Нередко спрашивали Серафима Саровского про будущее, прося дать благословение на женитьбу или замужество. В «Летописи Серафимо-Дивеевского монастыря» митрополита Серафима (Чичагова), в главе о прозорливости отца Серафима, есть рассказ одной купчихи о том, как она в двадцатичетырехлетнем возрасте посетила батюшку, полная ожидания счастливого брака. Запечатлев поцелуй у нее на голове, старец сказал: «Эта голова много горя увидит! В горести зачнешь и в радости всех пожнешь».
– Детей у меня было много, – говорила купчиха, – а он притчей предсказал мне правду, потому что после я зачала их в горе, а пожала в радости, так как вырастила их, всех поженила и всех же схоронила, и сама осталась теперь одна на белом свете.
Если кто-то, будь то мужчина или женщина, обращался к старцу за относящимся к браку советом, а потом его игнорировал, то такого человека ждало горькое раскаяние.

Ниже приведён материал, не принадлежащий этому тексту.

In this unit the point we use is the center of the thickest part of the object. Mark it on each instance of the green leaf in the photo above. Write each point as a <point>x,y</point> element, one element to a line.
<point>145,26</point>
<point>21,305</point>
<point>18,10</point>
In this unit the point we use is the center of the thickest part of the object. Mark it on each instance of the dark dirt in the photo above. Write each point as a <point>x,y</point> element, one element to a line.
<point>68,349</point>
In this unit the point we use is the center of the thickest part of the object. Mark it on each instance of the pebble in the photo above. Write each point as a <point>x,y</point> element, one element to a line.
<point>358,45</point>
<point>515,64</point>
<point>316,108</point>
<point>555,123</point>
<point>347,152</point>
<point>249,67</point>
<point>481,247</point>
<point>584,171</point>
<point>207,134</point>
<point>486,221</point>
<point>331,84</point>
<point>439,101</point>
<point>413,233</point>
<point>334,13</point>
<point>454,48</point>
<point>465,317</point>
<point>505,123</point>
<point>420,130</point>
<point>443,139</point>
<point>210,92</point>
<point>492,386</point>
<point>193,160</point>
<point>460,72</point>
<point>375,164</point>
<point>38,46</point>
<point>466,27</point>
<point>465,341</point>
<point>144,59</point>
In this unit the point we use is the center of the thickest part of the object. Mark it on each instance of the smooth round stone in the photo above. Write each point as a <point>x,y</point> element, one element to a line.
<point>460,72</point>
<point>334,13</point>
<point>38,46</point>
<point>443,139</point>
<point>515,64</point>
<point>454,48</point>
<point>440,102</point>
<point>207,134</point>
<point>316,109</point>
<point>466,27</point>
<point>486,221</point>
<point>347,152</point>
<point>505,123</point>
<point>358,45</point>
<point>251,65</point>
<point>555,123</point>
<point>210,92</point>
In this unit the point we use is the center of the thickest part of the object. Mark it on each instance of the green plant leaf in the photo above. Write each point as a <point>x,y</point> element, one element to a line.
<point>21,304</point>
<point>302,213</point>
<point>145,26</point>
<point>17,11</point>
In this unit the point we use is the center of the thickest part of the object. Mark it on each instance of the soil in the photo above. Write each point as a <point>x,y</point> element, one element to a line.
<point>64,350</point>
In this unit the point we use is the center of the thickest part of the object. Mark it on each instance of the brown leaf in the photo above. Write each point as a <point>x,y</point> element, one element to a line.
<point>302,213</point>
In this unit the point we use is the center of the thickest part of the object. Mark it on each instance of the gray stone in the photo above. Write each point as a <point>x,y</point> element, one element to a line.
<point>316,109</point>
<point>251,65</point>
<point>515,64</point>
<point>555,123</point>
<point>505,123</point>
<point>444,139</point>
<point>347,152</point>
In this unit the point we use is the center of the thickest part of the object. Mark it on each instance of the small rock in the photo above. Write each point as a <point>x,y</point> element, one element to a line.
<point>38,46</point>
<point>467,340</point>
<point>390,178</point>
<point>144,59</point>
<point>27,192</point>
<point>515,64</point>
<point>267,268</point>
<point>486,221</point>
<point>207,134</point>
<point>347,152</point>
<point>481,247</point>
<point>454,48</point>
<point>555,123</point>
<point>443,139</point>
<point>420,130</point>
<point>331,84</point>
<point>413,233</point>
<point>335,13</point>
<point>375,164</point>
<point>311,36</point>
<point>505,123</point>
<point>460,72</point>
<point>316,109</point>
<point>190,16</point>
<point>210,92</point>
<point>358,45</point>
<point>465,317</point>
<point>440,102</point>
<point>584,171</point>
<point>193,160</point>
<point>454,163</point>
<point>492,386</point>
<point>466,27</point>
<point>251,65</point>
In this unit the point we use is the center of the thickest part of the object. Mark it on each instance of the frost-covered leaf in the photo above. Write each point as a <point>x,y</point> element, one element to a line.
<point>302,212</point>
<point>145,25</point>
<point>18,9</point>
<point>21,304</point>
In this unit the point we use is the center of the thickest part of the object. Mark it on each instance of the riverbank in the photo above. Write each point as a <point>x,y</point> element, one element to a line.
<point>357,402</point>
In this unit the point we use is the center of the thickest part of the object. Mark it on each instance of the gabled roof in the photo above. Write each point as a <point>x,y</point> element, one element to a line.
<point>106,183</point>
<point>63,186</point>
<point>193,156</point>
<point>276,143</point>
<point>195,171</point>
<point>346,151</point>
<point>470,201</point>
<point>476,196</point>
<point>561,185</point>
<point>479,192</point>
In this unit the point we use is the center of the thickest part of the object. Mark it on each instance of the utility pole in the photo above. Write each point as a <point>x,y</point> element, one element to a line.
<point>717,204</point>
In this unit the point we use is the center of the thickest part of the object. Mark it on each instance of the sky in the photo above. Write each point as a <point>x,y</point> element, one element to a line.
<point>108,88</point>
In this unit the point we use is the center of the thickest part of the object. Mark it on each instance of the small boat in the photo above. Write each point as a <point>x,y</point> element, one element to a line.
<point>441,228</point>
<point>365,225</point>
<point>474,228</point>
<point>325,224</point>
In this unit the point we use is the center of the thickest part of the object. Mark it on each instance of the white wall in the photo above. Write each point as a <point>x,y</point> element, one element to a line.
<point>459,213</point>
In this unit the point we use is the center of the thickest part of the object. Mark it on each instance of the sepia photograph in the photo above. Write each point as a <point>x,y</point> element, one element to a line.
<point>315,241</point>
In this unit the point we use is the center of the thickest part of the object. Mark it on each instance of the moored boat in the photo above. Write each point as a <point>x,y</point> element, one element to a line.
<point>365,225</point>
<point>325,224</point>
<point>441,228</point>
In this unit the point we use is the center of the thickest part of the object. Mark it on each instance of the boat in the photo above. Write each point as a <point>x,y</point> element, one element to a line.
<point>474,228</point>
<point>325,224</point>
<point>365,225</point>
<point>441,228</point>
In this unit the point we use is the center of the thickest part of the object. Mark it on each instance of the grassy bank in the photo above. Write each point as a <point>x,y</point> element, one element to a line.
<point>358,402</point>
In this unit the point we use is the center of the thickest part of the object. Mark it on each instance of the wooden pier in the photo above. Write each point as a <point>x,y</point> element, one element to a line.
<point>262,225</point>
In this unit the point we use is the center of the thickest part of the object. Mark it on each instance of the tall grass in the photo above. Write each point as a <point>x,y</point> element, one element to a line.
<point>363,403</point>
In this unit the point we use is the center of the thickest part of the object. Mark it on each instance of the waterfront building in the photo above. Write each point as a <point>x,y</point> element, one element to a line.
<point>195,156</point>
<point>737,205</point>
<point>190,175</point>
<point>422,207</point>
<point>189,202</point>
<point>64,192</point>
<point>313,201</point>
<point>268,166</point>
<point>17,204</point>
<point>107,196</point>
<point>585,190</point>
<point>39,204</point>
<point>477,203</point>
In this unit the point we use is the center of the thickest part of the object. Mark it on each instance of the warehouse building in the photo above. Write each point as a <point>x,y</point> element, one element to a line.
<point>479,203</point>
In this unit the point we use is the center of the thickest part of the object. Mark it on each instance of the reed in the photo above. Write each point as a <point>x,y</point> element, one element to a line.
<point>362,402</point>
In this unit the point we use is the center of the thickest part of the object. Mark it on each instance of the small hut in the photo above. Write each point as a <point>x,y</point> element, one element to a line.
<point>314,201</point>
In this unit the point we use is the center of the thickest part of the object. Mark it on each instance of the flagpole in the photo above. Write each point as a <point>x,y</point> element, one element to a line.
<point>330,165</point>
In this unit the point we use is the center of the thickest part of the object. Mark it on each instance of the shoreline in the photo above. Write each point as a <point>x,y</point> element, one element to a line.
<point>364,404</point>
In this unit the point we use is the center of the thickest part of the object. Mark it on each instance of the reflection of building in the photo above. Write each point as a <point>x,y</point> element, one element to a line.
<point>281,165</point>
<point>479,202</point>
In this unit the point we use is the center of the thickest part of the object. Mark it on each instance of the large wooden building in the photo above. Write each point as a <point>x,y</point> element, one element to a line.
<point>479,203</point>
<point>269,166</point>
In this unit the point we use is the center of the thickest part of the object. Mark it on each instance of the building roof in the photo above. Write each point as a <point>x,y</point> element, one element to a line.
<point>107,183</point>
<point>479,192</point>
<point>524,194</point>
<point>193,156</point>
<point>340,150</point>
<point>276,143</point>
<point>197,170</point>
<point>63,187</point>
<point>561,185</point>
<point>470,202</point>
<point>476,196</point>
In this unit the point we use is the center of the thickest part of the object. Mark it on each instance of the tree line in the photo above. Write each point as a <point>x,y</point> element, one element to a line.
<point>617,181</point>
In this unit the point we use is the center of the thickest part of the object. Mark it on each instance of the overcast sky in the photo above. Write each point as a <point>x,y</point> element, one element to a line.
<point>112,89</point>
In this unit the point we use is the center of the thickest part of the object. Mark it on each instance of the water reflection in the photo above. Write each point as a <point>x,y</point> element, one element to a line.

Один молодой армейский офицер из рязанских помещиков попросил старца благословить его на женитьбу. Отец Серафим указал, какая невеста назначена Богом офицеру. Девушка проживала в имении, соседнем с имением просителя, и батюшкой она была названа по имени. Однако проситель заявил старцу: «Я женюсь на другой», – у него уже была невеста, жившая в том месте, где квартировал его полк. «Тебе сия не принадлежит в радость, а в печаль и слезы», – отвечал Серафим Саровский. Молодой человек женился на своей избраннице, но они даже года не прожили в браке, когда он схоронил жену. Вдовым мужчиной он снова приезжал к старцу, впоследствии сочетался браком с особой, которую батюшка назвал в первый его визит, и они прожили долгую и счастливую жизнь в супружестве.
Между прочим, тем, кто состоял в браке, можно было не обращаться к старцу за благословением на развод. Таких посетителей он строгим голосом спрашивал, почему они не живут с женами или мужьями, и выпроваживал, веля идти к своей второй половине. Он всегда, какой бы тяжелой ни была их жизнь, обязывал супругов жить совместно. И те, кто исполнял наставления отца Серафима, сохраняли семьи, в которые вновь приходили понимание и мир.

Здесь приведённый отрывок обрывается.